Datuk Seri Hishammuddin Hussein — “he’s a bit under the radar” — is squatting, dressed in cool holiday attire. A pensive Datuk Seri Mohd Shafie Apdal, the then Sabah chief minister and a former potential future PM, the artist explains, piques because no one knows what he is thinking.
Amid all this, the Dewan Rakyat Speaker is trying to control the House but no one seems to bother about him. Who is in charge? And hanging above the 15 heads is the coronavirus, a real and present danger until today.
Pua started working on Langkah Sheraton last March and finished it after 10 months. “The last time I did a proper painting was in Form Four. In school, I liked painting, backdrops and murals, and I know I can paint.”

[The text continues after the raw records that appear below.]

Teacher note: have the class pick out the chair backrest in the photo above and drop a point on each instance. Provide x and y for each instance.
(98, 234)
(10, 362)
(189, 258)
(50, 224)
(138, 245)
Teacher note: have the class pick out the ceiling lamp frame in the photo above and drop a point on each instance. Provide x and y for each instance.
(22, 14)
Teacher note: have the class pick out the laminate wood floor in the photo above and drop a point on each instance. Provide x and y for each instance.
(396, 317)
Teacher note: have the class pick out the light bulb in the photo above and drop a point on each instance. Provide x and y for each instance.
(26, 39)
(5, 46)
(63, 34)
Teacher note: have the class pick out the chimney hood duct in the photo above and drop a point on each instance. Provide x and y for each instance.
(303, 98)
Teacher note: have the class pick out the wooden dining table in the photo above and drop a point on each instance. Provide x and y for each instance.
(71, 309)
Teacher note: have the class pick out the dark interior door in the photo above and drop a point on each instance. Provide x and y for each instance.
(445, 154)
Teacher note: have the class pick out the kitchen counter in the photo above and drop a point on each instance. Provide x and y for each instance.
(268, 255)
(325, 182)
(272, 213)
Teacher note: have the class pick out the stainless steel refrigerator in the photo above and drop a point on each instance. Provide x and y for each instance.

But work got in the way of art and he never pursued it except for the two weeks in 2016, when he did a painting for Segambut MP Hannah Yeoh that raised RM50,000 for charity. “I was surprised.”
That piece, Shackled, Not Broken, was his way of showing he would not be bowed by the 1Malaysia Development Bhd defamation suit brought against him by Najib. Little people in the street trying to free a lone man from his shackles proves something: It is the people who make a difference.
The toughest thing for him when working on Langkah Sheraton was “learning and relearning because I hadn’t painted for very long. I was rusty, so I was slow. I made some mistakes and learnt along the way”. Working from left to right, he found the latter stage of his work was so much better and had to redo the earlier bits.
The good thing about oil is that after it dries, you can paint over it, Pua says. Initially unsure whether the Covid-19 idea would work, he decided to try first and change it if it did not. “It came out quite okay.” Nurturing a latent talent during the pandemic gets a nod too.
This article first appeared on Apr 5, 2021 in The Edge Malaysia.